Den Heer Martinus Nijhoff, 's Gravenhage.
Briefkaart.
M. Nijhoff.
Ik heb nooit mijn mottolooze eerste blaadjes goedgekeurd, want ik heb tot dus verre te vergeefs om die mottotjes gevraagd. Ook zou ik niet weten hoe mijn kompleet exemplaar in Brussel zou kunnen liggen, of ingenaaid zou kunnen zijn, daar ik mijn laatste proefblad nog niet gezien heb, en dus onmogelijk heb kunnen goedkeuren.
Van kompleet kan dus geen sprake zijn.
Mina Krüseman.
Den Heer Martinus Nijhoff, 's Gravenhage.
Met de copie van mijn vorigen brief aan Mr. C. Vosmaer.
Op den trein tusschen Zwolle en Zutphen.
Mijn boek verzenden? Neen, stellig niet!
‘Niet vóór dat de opdracht aan de Koningin aangenomen of verworpen zal zijn.’
Dat was de voorwaarde, en aan die voorwaarde houd ik mij.
Ook verlang ik mijn mottotjes er in; vóór dat er één enkel boek de wereld in gaat, moet ik eerst zelve een compleet ex. hebben, om te zien of 't wel naar mijn zin is, en dàt ex. zal ik de Koningin aanbieden. Daarna kunnen wij verder gaan, eerder niet.
Wil u dus zoo goed wezen van mij een kompleet exemplaar toe te zenden, met het handschrift?

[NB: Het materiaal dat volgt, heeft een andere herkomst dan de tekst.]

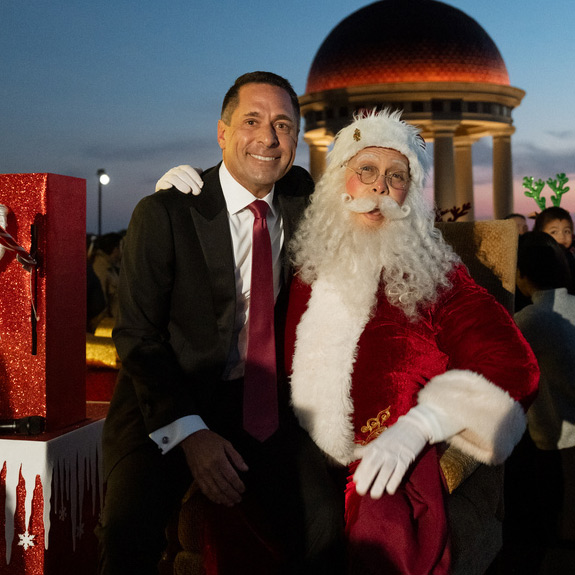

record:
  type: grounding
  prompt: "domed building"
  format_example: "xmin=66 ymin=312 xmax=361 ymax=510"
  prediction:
xmin=300 ymin=0 xmax=525 ymax=220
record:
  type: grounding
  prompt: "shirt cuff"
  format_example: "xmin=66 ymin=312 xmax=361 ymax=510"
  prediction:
xmin=150 ymin=415 xmax=208 ymax=455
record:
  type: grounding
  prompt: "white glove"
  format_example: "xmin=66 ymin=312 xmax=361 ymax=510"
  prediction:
xmin=353 ymin=404 xmax=461 ymax=499
xmin=156 ymin=165 xmax=204 ymax=196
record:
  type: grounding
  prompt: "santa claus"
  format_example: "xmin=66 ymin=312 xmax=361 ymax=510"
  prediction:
xmin=286 ymin=111 xmax=538 ymax=575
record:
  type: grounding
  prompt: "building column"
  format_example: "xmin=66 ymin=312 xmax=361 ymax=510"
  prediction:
xmin=493 ymin=127 xmax=515 ymax=220
xmin=431 ymin=122 xmax=459 ymax=216
xmin=304 ymin=129 xmax=333 ymax=182
xmin=455 ymin=137 xmax=475 ymax=222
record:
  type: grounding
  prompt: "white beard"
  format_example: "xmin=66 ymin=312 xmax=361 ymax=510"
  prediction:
xmin=291 ymin=190 xmax=459 ymax=319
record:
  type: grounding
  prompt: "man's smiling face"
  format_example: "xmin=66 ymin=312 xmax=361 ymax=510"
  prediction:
xmin=218 ymin=84 xmax=298 ymax=198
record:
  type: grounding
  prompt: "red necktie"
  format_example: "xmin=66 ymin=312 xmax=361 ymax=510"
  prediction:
xmin=244 ymin=200 xmax=278 ymax=441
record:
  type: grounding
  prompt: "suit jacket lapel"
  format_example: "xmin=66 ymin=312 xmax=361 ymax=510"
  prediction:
xmin=190 ymin=166 xmax=236 ymax=349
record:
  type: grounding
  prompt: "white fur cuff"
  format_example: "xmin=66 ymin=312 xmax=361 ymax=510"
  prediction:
xmin=418 ymin=370 xmax=526 ymax=465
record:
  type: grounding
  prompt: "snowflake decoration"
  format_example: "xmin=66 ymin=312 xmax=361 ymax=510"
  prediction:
xmin=18 ymin=531 xmax=36 ymax=551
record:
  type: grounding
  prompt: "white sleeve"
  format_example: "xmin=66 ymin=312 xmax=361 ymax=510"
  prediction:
xmin=150 ymin=415 xmax=208 ymax=455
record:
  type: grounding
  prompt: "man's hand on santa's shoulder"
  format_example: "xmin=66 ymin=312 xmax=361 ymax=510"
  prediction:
xmin=180 ymin=429 xmax=248 ymax=507
xmin=156 ymin=164 xmax=204 ymax=196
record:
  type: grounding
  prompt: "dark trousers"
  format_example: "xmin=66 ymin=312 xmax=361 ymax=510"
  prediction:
xmin=96 ymin=404 xmax=344 ymax=575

Ik heb eenige dagen geleden een lang epistel aan Mr. Vosmaer geschreven, dat eigenlijk aan u beiden gericht was, en waarin ik, wel wat vinnig, maar toch zeer duidelijk, zeide, hoe ik omtrent het uitgeven van mijn boek gestemd was en dacht. Tot mijn leedwezen schrijft Mr. V. mij nu dat hij u dien brief niet getoond heeft - jammer genoeg! want nu ben ik verplicht u de copij daarvan te zenden.